Le pauvre cuisinier protesta en vain de son innocence. Le plus pressé pour le supérieur était de faire soigner ses moines qui étouffaient dans leurs robes ; on fit venir le frater, qui purgeait le couvent, et je ne sais combien il nous fallut avaler de demiards de médecines royales avant de recouvrer la santé. Depuis ce temps-là, la vue des œufs nous donne des nausées.
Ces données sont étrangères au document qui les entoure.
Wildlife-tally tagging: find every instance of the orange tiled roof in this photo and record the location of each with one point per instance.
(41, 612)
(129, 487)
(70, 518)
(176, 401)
Je me permettrai une petite digression sur la médecine royale, très en vogue pendant mon enfance ; car je crois que le cœur des fils de Saint-François devait plutôt leur soulever au souvenir de cet exécrable médicament, auquel on donnait le nom pompeux de médecine royale, qu’au souvenir des œufs durs qu’ils avaient mangés. C’était une décoction, autant que je me souviens, de julep, rhubarbe, manne, séné, sel de glauber, dont il fallait avaler un demiard chaud et d’un seul coup. Je n’en ai pris qu’une seule fois, et tout le corps me frisonne encore à ce souvenir après un laps de soixante ans et plus : il est pourtant vrai de dire que je ne la gardai pas longtemps sur l’estomac, car étouffant à la dernière gorgée, je renvoyai toute la médecine royale au visage du vieux frater, qui, assis près de mon lit, m’encourageait en disant d’un ton mielleux et en grassouillant : Prenez, prenez, mon jeune monsieur, c’est très-bénin, très-fortifiant, ne perdez pas une seule goutte de ce précieux breuvage, que j’ai préparé avec le plus grand soin.